= Charles Caldwell (bluesman) =

American musician (1943–2003)

Charles W. Caldwell (May 18, 1943 – September 3, 2003) was an American musician from Mississippi, known for a raw and fiery brand of electric North Mississippi hill country blues.

Caldwell was a lifelong resident of the hill country around Coffeeville, Mississippi. He spent most of his adult life working at an industrial plant in Grenada, Mississippi that manufactured heating and cooling equipment. His public performances were limited to stints at parties and local juke joints. Although Caldwell had begun playing the blues as a teenager, his repertoire remained unrecorded until 2002, when he met Fat Possum Records boss Matthew Johnson. Impressed with Caldwell's playing and personal charisma, Thompson set up recording sessions at The Money Shot in Water Valley, Mississippi.
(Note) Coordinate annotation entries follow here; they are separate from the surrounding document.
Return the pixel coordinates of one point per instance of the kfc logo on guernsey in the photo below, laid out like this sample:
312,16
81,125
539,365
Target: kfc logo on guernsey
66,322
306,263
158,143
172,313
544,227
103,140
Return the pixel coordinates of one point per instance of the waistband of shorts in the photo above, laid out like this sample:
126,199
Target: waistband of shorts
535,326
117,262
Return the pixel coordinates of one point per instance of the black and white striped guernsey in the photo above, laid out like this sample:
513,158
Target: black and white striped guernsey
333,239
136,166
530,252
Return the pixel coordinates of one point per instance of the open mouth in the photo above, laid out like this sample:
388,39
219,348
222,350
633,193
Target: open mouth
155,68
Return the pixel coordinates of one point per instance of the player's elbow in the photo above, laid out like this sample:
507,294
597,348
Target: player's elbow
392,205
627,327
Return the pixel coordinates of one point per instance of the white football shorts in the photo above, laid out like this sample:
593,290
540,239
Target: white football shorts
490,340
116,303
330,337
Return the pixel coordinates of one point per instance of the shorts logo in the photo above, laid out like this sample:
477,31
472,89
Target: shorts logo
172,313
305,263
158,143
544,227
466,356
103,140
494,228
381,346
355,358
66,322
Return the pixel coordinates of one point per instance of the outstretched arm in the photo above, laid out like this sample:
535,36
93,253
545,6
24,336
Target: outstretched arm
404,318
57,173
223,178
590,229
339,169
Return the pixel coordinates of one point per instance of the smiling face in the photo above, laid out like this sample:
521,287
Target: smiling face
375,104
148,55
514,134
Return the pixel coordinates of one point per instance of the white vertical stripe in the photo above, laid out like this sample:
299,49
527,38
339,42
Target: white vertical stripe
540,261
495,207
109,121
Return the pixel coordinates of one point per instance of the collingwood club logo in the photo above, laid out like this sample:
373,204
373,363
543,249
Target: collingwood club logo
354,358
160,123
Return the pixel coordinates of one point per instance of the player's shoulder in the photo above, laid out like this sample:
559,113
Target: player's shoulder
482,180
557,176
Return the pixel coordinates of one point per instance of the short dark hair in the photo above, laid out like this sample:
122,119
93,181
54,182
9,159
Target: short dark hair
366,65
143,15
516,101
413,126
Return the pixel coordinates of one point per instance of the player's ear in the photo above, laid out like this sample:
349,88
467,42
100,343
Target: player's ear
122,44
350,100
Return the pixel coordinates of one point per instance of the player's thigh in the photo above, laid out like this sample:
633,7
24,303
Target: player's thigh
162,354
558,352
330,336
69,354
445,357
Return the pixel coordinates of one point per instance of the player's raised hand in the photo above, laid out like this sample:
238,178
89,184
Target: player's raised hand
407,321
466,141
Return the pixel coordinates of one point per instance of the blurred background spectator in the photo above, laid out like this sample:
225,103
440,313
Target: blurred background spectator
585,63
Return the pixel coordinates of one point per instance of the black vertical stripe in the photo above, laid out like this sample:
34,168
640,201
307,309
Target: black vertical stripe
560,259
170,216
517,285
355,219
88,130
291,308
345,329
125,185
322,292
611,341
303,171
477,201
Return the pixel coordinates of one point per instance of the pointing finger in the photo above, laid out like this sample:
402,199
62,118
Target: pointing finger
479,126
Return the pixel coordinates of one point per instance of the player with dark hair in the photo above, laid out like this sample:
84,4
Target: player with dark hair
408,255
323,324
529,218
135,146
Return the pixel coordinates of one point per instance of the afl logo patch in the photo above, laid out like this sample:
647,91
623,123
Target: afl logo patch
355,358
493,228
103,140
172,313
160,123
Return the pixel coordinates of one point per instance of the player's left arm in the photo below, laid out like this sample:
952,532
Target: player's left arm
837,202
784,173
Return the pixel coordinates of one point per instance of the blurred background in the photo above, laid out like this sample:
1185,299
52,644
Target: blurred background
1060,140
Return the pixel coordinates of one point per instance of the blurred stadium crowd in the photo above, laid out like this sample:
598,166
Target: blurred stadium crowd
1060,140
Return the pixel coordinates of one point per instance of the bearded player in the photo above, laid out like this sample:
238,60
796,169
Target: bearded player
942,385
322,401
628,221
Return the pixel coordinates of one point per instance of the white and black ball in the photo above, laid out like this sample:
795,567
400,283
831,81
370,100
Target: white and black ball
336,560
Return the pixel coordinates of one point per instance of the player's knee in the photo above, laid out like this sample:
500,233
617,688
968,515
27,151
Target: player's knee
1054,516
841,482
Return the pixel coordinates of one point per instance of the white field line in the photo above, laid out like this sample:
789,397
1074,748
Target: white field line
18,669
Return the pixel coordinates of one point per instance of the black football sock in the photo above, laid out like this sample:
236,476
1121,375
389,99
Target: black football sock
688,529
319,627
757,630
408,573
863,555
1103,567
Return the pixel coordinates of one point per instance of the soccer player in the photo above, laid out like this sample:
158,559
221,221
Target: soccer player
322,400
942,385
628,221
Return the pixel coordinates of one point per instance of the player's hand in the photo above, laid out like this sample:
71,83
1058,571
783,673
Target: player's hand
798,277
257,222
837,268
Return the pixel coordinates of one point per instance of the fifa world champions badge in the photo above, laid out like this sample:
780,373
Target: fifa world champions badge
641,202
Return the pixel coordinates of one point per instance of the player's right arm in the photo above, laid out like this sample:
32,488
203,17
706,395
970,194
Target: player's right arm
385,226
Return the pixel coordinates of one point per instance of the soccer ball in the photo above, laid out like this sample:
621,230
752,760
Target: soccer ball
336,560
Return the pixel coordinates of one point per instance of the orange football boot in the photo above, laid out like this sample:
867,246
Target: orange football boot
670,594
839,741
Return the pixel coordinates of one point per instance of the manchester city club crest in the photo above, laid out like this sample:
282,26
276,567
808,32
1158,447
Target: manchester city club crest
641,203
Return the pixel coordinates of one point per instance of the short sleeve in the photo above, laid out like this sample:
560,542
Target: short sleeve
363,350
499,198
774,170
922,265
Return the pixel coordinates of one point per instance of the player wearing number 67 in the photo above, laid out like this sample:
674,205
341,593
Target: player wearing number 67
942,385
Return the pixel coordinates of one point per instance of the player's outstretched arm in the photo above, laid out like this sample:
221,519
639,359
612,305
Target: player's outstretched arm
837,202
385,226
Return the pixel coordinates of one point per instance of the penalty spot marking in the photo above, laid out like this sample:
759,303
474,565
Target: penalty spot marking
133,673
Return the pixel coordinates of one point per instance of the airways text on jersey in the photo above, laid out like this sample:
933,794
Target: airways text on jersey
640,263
Most songs featured just Caldwell's voice and electric guitar, though a few tracks included minimal drums. Midway through the sessions, Caldwell was diagnosed with pancreatic cancer, but he doggedly continued recording. He died in September 2003 at the age of 60.

His sole album, Remember Me, was released posthumously on 24 February 2004, garnering favorable reviews and comparisons to such artists as labelmate Junior Kimbrough, John Lee Hooker, and the early Muddy Waters.